Inquiets de l'usage qui en a été fait, ses descendants ont saisi la justice.
La nouvelle a fait le tour de la presse américaine. Certains descendants mécontents de Peggy Guggenheim demandent au tribunal de Paris de révoquer sa donation à la Fondation new-yorkaise qui administre sa richissime collection d’art moderne dans son palais vénitien.
La cause a été plaidée mercredi 21 mai devant salle comble. Le jugement est annoncé pour le 2 juillet. Les juges auront bien besoin de ce délai pour décider si la loi américaine, française ou italienne s’applique en l’espèce. Au-delà de cette dispute technique, Mes William Bourdon et Bernard Edelman ont fait entendre la frustration de sept descendants de Peggy Guggenheim, décédée à 81 ans en 1979 en Italie où elle s’était retirée après guerre.
Riche héritière, amante de Beckett, épouse de Max Ernst, amie de Breton, Duchamp et Cocteau, elle a passé sa vie à défendre les artistes et collectionner Picasso, Miro, Magritte, Calder, mais aussi Pollock. Quelques années avant sa mort, elle a donné à la Fondation Guggenheim, créée par son oncle, sa collection ainsi que le Palazzo Venier dei Leoni, qui a accueilli 380 000 visiteurs l’année dernière au bord du Grand Canal.

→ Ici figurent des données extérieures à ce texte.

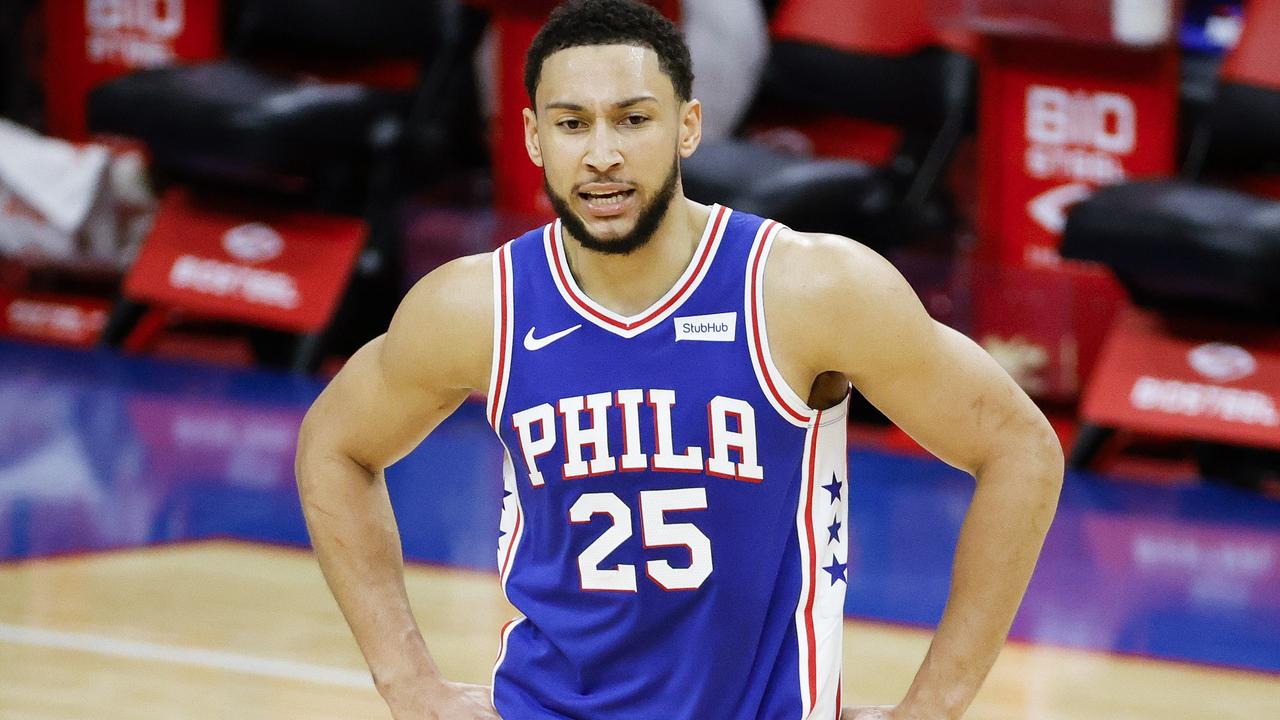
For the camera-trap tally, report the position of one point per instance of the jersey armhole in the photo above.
(775, 387)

UNE HISTOIRE DE LIBERTÉ... ET DE FAMILLESandro Rumney, son petit-fils né à Venise, reproche à la Fondation de mélanger les 340 oeuvres qu’elle a données à d’autres apports, dont une collection d’art contemporain reçue en 2012 des époux Schulhof. «A la dernière Biennale, dit-il outré, j’ai constaté que sur le mur du palais avait été ajoutée une plaque dédiée aux Schulhof. Après des années d’avanies, cela a été vraiment la goutte d’eau qui a fait déborder le vase». Accusant la Fondation d’avoir «souillé» son héritage, Me Bourdon a demandé au tribunal de «faire revenir l’esprit de Peggy Guggenheim dans la maison dont elle a été chassée».

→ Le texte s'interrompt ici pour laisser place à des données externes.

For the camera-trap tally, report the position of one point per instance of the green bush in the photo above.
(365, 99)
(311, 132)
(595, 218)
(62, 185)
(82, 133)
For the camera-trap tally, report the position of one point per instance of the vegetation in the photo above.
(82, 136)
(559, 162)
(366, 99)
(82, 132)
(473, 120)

Evoquant un «chien en plastique» et une oeuvre contemporaine «ressemblant à un tas oublié par un ferrailleur», il lui reproche d’avoir cédé à «la tyrannie de l’art contemporain», mettant en cause «l’intégrité» de la collection par «dérive mercantile». Son confrère a plaidé que la collection en elle-même serait une «oeuvre de la pensée», ce qui lui ouvrirait la protection du droit d’auteur.
Pour la Fondation, qui dénonce «l’outrance» de ces attaques, Mes Pierre-Louis Dauzier, Christophe Perchet et Louis-Marie Pillebout ont contesté cette idée : «Peggy Guggenheim était selon ses propres mots une art addict. Sa collection est le fruit de son goût, de sa vie et de ses rencontres. Cela n’en fait pas un auteur. Barnes, Pinault ou Saatchi ne sont pas des auteurs». Soulignant que l’acte de donation ne comportait «aucune obligation dans la disposition de l’accrochage» ni aucune autre condition, faisant état du soutien d’une autre branche de la famille, ils ont reproché aux descendants mécontents de vouloir «dicter leur loi à des conservateurs et historiens de l’art».

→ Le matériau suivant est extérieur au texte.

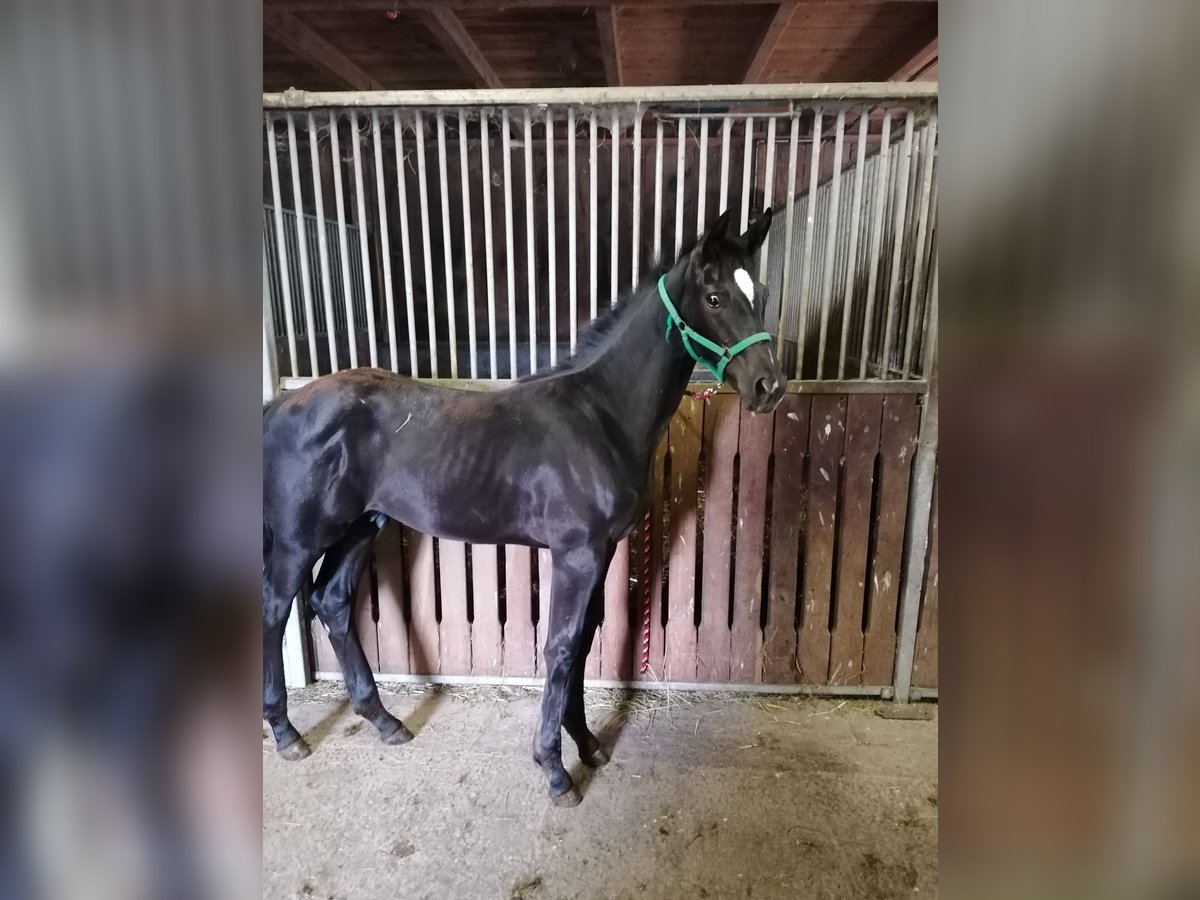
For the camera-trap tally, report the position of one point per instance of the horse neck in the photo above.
(642, 376)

Les défenseurs ont invoqué «l’autorité de la chose jugée» en rappelant que les mêmes avaient perdu un premier procès à Paris contre la Fondation il y a douze ans. Un accord avait alors été conclu qui devait les associer à la vie du musée vénitien. Mais selon les plaignants, il n'a pas été respecté. Ils ne seraient plus informés, ni même invités aux vernissages. Au-delà du procès, ils entendent rappeler la Fondation au respect dû à la donatrice et à sa famille.